El dominio de la familia asociación gen de la proteína RAS 1a (
RASSF1A
) es uno de los genes supresores de tumores (
TSG
) . La inactivación de
RASSF1A
es fundamental para la patogénesis del cáncer. Aberrante
TSG
metilación se considera un importante mecanismo de silenciamiento epigenético en la progresión del cáncer de ovario. Un número de estudios han examinado la asociación entre el
RASSF1A
la metilación del promotor y de ovario. Sin embargo, se basa principalmente en un pequeño número de muestras y los resultados mostraron inconsist, Por lo tanto, se realizó un meta-análisis para identificar mejor la asociación.

Métodos

Los estudios elegibles se identificaron mediante búsquedas PubMed, EMBASE, web of Science, y bases de datos CNKI usando una estrategia sistemática de búsqueda. Se agruparon las odds ratio (OR) de los estudios individuales utilizando un modelo de efectos fijos. Se realizó el análisis de la heterogeneidad y el sesgo de publicación al mismo tiempo.

Resultados

Trece estudios, con 763 pacientes con cáncer de ovario y 438 controles fueron incluidos en el meta-análisis. Las frecuencias de
RASSF1A
metilación del promotor varió de 30% a 58% (mediana es 48%) en el grupo de cáncer y de 0 a 21% (mediana es 0) en el grupo control. Las frecuencias de
RASSF1A
la metilación del promotor en el grupo de cáncer fueron significativamente mayores que los del grupo de control. El odds ratio combinado fue 11,17 (IC del 95% = 7,51 a 16,61) en el grupo de cáncer en comparación con el grupo de control correspondiente en el modelo de efectos fijos.

Conclusión

Los resultados sugieren que
RASSF1A metilación del promotor
tuvo una fuerte asociación con el cáncer de ovario

Visto:. Shi H, Li Y, Wang X, C Lu, Yang L, Gu C, et al. (2013) Asociación entre
RASSF1A
la metilación del promotor y de ovario: Un meta-análisis. PLoS ONE 8 (10): e76787. doi: 10.1371 /journal.pone.0076787

Editor: J.Christopher Unidos, Universidad de Louisville, Estados Unidos de América

Recibido: 13 Junio, 2013; Aceptado: 3 de septiembre de 2013; Publicado: 8 Octubre 2013

Derechos de Autor © 2013 Shi et al. Este es un artículo de acceso abierto distribuido bajo los términos de la licencia Creative Commons Attribution License, que permite el uso ilimitado, distribución y reproducción en cualquier medio, siempre que el autor original y la fuente se acreditan

Financiación:. Los autores no tienen el apoyo o la financiación para reportar

Conflicto de intereses:. los autores han declarado que no existen intereses en competencia

Introducción

el cáncer de ovario es la quinta causa más común de cáncer. las muertes en mujeres y es responsable de la mayor mortalidad relacionada con el tumor de los cánceres ginecológicos.
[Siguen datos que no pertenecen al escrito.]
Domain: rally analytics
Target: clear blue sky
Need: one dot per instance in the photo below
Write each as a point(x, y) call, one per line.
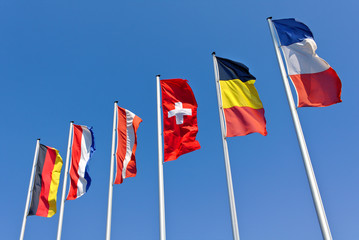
point(70, 60)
Aproximadamente el 1,5% de las mujeres sufren de ovario de cáncer y la mayoría de los casos se diagnostican en etapa tardía debido a la falta de métodos eficaces de detección precoz [1], [2]. Más del 80% de los pacientes con cáncer de ovario avanzado recaída [3]. Mientras que la tasa de supervivencia a 5 años es de cerca del 30% [4].

La hipermetilación del gen supresor de tumores (
TSG
), el promotor puede conducir a la inactivación de genes, que es fundamental para la patogénesis de los cánceres, y se produce siempre en la etapa temprana del desarrollo del cáncer en muchos tipos de cáncer, incluyendo el cáncer de ovario [5], [6]. Algunos estudios también muestran que se detectó metilación de
TSG
en el tejido tumoral y se asoció con características clínicas [7], [8]. La asociación RAS proteína de la familia de dominio 1A (
RASSF1A
) es un putativo gen supresor de tumores p21 se encuentra en 3 abarca 11.000 pb, que contiene ocho exones y dos promotores diferentes [9]. inactivación epigenética del gen a menudo el resultado de la metilación de las islas CpG en los promotores [5]. Un estudio in vitro demostró que la metilación aberrante se observa con frecuencia en las líneas celulares de cáncer de ovario [10]. Estos estudios demostraron que la metilación de
RASSF1A
promotor puede desempeñar un papel importante en el desarrollo del cáncer de ovario.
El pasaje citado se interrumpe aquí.